The vulnerability called TsuNAME was noticed in February 2020 in the .nz registry. We worked with the global community to have it fixed to make the Internet a better place.
TsuNAME requires three things to be exploited:
- cyclic dependent NS records,
- vulnerable resolvers,
- user queries only to start/drive the process.
In February 2020, two .nz domains were unintentionally misconfigured with cyclic dependencies, which resulted in a 50% surge in DNS traffic for all .nz infrastructure.
Later, this phenomenon was studied and replicated by an international group of researchers from InternetNZ, SIDN Labs (our counterpart from the Netherlands, the organisation running .nl), and the University of Southern California Information Science Institute (USC/ISI).

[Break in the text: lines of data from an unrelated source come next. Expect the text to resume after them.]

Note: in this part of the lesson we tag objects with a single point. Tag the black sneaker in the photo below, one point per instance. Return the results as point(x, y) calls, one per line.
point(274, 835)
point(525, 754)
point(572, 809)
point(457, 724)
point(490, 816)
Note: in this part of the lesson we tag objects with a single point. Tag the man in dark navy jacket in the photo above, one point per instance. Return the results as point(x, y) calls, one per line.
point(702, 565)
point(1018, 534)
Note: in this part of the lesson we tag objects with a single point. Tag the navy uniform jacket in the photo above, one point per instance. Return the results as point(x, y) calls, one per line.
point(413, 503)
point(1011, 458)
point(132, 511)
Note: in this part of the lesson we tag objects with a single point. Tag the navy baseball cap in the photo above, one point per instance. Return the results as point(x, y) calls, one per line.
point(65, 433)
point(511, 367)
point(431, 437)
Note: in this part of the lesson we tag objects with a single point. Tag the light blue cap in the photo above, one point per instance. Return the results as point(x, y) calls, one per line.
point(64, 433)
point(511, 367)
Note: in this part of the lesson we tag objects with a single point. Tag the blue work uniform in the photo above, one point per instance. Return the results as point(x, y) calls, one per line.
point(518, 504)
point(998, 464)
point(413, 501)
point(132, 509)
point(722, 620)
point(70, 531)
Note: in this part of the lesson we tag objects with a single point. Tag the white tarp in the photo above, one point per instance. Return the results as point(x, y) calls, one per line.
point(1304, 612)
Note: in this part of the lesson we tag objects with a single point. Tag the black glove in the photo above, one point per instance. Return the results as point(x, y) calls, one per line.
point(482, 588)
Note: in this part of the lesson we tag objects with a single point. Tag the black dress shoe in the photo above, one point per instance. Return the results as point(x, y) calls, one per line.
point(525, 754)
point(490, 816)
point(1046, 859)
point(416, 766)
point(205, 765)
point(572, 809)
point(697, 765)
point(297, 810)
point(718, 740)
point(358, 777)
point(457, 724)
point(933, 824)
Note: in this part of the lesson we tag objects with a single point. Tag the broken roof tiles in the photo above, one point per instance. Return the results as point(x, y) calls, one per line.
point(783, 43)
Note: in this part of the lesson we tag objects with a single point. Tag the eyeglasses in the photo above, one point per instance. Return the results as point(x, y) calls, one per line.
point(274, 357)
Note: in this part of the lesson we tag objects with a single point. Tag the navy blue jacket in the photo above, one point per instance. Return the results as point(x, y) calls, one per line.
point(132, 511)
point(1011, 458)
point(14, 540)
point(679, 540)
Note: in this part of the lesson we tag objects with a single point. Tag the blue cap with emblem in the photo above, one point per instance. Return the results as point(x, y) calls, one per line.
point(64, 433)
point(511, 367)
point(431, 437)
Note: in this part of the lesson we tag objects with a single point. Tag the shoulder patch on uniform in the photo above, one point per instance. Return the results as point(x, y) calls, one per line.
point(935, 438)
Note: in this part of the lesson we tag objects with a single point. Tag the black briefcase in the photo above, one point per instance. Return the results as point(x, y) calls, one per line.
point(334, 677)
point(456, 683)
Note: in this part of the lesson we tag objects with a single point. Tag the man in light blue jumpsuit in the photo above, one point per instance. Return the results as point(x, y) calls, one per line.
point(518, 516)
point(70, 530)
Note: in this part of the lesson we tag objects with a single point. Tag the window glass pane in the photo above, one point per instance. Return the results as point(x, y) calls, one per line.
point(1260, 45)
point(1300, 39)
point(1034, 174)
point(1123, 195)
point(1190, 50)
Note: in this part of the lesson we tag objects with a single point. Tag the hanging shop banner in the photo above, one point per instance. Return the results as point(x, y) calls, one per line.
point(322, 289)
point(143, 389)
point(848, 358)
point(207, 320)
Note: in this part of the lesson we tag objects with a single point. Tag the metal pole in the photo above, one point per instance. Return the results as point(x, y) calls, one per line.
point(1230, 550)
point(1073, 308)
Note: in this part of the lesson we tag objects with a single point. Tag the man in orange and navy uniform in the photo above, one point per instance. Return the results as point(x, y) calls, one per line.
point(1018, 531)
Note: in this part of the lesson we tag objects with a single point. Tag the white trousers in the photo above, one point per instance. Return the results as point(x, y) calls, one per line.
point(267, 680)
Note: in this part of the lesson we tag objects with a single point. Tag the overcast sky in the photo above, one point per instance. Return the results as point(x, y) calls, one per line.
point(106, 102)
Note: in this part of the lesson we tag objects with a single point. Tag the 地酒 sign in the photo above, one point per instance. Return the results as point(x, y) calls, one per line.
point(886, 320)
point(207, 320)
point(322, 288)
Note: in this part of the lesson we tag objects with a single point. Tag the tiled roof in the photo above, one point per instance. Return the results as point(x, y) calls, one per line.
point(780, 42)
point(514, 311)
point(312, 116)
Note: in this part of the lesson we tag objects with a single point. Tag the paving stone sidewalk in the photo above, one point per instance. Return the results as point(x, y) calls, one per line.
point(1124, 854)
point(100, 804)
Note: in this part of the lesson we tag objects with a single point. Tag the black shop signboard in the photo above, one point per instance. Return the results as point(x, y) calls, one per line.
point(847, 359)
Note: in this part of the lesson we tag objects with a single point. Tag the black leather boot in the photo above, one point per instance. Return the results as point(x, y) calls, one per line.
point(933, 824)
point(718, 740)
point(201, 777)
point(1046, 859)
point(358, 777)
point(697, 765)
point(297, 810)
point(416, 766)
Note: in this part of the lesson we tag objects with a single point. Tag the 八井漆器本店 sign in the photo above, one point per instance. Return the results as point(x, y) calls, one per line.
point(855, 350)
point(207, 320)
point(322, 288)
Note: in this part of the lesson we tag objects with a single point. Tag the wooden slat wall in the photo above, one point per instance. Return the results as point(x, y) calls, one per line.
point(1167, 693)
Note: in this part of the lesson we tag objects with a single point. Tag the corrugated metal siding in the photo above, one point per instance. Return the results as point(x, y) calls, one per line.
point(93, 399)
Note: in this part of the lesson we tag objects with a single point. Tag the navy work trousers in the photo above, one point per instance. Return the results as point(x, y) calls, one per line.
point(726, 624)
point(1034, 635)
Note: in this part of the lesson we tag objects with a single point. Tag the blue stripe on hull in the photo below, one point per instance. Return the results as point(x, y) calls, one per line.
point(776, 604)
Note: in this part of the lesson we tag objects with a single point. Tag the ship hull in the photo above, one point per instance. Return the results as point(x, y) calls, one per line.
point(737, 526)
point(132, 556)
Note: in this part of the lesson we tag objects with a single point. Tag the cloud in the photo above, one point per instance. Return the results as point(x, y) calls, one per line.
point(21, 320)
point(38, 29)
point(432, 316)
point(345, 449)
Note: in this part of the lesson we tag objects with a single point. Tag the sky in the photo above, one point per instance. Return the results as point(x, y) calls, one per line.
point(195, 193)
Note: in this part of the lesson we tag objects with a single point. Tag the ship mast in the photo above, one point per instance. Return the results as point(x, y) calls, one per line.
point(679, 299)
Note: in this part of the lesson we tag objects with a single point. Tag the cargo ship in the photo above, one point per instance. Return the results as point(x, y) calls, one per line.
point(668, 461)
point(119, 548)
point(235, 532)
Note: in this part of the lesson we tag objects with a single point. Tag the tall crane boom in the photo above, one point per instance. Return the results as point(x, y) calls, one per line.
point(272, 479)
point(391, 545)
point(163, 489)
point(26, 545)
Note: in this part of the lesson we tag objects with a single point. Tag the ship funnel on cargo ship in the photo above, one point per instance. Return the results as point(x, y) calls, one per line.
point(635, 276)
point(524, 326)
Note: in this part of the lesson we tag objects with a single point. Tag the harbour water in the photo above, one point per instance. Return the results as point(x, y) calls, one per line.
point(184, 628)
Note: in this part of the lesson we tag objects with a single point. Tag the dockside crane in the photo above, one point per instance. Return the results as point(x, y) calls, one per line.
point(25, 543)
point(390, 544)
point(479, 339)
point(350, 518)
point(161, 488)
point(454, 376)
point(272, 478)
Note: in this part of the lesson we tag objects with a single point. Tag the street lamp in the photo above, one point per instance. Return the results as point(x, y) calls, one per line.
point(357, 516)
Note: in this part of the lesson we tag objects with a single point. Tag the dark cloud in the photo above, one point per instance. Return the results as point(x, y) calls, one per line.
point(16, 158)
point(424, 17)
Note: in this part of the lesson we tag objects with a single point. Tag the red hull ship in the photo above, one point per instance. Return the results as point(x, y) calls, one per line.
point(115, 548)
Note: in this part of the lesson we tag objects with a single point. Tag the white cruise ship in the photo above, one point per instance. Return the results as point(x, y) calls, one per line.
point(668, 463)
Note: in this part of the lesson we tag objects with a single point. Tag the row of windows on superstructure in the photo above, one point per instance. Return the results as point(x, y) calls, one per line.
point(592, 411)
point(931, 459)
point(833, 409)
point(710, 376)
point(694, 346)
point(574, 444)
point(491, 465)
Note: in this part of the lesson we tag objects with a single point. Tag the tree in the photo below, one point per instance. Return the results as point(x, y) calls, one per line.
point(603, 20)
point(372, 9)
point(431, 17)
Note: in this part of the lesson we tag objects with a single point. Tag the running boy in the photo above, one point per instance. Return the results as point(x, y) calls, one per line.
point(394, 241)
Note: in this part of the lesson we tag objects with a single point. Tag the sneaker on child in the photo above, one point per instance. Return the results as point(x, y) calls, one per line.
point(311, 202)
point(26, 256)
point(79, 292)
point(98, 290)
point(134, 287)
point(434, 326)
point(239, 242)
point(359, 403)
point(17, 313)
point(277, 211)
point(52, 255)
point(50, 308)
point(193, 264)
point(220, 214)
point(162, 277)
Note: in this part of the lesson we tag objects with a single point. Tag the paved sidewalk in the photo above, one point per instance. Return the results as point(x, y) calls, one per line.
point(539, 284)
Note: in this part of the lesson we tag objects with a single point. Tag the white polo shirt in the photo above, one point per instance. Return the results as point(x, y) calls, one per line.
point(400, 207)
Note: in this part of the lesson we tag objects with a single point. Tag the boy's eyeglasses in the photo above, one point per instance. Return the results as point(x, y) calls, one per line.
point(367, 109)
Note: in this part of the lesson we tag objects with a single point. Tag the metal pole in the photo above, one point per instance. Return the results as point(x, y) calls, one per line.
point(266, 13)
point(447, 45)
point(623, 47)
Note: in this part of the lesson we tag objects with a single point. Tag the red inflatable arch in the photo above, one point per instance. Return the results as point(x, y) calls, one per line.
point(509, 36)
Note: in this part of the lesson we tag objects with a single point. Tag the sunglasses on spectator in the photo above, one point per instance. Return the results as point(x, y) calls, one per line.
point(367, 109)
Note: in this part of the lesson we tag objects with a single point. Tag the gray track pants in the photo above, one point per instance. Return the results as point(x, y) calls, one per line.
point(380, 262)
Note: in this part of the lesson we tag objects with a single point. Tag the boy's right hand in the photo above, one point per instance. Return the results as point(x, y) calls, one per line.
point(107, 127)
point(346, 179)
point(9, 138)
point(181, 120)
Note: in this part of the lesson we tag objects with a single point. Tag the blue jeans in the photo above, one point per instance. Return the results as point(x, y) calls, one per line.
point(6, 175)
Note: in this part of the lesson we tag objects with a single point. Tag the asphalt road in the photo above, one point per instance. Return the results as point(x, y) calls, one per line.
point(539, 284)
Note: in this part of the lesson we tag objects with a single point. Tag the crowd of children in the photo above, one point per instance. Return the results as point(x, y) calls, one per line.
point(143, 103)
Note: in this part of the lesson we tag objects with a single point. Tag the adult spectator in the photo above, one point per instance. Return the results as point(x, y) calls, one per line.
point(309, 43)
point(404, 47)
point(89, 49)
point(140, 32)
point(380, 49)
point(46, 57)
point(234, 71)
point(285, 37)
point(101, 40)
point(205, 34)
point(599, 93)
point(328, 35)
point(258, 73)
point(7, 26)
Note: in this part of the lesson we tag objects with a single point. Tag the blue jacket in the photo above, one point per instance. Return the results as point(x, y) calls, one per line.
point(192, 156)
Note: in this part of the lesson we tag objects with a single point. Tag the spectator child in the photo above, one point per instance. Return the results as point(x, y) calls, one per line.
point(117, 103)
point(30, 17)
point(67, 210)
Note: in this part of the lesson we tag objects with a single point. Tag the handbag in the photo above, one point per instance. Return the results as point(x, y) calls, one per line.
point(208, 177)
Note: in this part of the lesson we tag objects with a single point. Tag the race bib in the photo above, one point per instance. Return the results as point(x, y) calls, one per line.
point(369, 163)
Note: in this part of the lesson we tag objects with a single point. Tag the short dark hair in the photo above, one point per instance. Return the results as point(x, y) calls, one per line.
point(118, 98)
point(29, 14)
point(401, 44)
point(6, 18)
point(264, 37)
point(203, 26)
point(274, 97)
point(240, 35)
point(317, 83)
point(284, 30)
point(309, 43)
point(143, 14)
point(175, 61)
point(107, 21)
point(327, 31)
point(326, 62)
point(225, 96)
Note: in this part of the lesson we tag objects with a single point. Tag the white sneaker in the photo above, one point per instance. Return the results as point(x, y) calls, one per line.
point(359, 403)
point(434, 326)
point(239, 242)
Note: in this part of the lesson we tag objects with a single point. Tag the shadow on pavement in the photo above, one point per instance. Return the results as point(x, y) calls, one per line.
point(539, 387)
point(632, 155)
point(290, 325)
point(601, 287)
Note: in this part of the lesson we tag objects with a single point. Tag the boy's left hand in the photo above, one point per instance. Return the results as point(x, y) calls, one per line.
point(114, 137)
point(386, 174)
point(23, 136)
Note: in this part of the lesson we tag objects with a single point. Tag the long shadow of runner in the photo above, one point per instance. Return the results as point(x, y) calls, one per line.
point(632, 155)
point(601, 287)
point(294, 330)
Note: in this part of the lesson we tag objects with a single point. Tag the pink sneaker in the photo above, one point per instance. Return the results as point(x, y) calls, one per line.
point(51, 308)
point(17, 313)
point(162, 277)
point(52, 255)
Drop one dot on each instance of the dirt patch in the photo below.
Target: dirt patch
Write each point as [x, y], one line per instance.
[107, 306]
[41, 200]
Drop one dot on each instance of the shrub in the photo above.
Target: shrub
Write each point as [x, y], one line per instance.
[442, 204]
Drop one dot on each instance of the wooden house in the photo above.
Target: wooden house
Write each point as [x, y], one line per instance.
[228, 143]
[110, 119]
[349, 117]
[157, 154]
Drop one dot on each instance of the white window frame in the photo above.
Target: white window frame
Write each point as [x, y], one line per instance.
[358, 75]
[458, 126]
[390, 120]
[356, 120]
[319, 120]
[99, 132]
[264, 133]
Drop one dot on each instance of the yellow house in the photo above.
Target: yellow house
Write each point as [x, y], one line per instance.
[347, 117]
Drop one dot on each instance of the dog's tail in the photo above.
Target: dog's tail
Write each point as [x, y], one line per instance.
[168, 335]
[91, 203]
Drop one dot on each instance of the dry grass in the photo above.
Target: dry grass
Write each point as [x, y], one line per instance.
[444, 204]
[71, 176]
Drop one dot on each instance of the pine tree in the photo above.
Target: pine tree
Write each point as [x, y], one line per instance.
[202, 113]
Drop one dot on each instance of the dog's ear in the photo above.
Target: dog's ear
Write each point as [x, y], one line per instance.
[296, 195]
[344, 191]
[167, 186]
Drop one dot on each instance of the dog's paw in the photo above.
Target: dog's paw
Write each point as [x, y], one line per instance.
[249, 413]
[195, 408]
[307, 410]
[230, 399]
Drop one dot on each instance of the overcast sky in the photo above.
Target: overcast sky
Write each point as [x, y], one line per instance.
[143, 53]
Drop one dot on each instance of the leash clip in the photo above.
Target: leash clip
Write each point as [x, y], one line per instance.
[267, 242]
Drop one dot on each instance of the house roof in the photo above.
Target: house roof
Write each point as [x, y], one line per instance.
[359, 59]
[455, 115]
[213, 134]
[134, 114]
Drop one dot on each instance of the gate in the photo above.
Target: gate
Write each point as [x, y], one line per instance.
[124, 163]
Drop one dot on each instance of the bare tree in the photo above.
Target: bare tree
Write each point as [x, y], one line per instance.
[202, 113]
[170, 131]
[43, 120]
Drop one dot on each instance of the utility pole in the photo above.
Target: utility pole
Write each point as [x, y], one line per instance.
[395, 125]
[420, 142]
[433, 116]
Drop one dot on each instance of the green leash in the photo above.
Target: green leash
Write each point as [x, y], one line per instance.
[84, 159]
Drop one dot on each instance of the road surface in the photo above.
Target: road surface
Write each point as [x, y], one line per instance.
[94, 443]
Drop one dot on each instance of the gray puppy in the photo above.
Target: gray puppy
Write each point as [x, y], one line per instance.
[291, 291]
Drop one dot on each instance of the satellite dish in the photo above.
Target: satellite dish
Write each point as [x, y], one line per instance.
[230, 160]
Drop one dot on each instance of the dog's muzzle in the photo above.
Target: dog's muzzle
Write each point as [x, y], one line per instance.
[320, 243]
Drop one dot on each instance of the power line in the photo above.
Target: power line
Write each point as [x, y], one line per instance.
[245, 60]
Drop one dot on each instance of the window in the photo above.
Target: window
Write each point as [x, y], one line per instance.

Further tests showed that conditions for an attack event are easy to execute, and the consequences are serious.
“Google Public DNS was the main affected party by this vulnerability,” says InternetNZ’s Chief Scientist Sebastian Castro.
“They received a private responsible disclosure from our group in October 2020 and have repaired their code since then. We also reached out to Cisco, whose Public DNS was affected as well, and it is now fixed.”
During February 2021, the group reached out privately to the DNS and registry community, including other country code top-level domains (ccTLDs), to make them aware of the vulnerability and to be prepared.
The TsuNAME group developed a security advisory paper and an open-source detection tool called Cycle Hunter, and TLDs all around the world have been using it to detect and remove cyclic dependencies.
“This underground work of months shows our organisations’ commitment to a better Internet, where issues that can affect others are identified and fixed. Our work is not finished yet,” concludes Castro.